But the system is not set up to facilitate real insurance; it’s set up to hide the cost of medical treatment from as many people as possible, because we have developed a social belief that no one should have to consider the cost of medical care, except maybe your friendly neighborhood bureaucrat.

No, actually, even people with health insurance consider the cost of health care.  Because there’s no form of health insurance which makes things free - even (or especially) socialized healthcare.  McArdle’s entire premise is that everyone else is as bad at economics on a micro and a macro level as she is, and so the communal subsidization of healthcare costs becomes a grave social evil because they don’t understand that the actual cost of their doctor visit was any higher than their co-pay.  It’s not just that people are supposed to assume that the only cost of their going to the doctor is the $20 they pay because of a negotiated insurance agreement; it’s that they’re also too fucking stupid to read the numerous documents they get from both their insurer and doctor telling them otherwise.

All of this hints at the problems that plague many of the studies Ezra and others have been citing, showing marvelous results from insurance:  as I said in the beginning, uninsured are not like the rest of us.  Do I think that my risks would shoot up to match those found by the studies Ezra likes?  No I do not, and I doubt that Ezra would try to argue otherwise.

Megan, you marvelous dumbass, you’re not like the rest of us.  Saying that a chunk of 40 million people isn’t like a chunk of 260 million people doesn’t become the “Megan McArdle is really awesome” show.  This isn’t even a clever diversion, which is the sad part - it’s just naked egotism masquerading as a policy argument.

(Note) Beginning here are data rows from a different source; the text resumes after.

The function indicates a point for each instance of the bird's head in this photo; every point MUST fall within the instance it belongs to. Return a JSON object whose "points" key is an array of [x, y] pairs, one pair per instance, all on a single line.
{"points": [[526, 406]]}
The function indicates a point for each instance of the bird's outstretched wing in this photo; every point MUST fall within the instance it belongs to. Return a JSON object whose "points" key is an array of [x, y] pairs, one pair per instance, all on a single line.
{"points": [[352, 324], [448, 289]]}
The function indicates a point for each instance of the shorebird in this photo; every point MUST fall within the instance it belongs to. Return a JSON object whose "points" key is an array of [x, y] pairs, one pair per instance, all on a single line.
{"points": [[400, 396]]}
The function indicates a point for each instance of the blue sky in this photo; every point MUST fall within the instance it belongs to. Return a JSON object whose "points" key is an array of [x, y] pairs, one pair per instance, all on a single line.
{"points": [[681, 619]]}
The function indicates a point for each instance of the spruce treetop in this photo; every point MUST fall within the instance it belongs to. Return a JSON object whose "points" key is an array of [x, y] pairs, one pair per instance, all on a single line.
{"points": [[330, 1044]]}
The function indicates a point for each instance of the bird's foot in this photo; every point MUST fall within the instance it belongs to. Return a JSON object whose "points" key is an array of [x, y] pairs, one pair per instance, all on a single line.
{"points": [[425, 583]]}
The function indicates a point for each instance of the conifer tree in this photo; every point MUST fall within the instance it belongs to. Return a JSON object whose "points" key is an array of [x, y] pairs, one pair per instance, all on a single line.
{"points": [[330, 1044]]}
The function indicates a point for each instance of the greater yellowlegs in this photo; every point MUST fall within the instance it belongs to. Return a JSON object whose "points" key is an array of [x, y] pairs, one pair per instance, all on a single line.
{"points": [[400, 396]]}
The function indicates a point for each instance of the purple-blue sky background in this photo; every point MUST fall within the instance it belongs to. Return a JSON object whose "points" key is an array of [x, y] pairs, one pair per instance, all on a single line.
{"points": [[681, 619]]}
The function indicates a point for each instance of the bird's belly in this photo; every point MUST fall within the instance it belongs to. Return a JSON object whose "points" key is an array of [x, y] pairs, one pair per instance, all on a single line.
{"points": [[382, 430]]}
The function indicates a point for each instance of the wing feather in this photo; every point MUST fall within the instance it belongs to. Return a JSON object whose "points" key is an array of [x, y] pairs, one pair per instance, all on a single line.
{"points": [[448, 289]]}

I have immense resources at my disposal, most of them non-monetary.  There are many ways in which I would like to even out those differences, but privilege cannot be transferred into someone else’s checking account.  Indeed, as libertarians are fond of pointing out, government systems can frequently end up catering to privilege even more than the private sector; check out which post codes in Britain or Canada get the best medical services, or check out the massive disparities between the educations received by the poor children in New York City public schools, and the educations received by the middle class kids whose parents lightheartedly imagine that by siphoning an excess share of the system’s resources into their little darlings, they are somehow supporting the cause of educational equality.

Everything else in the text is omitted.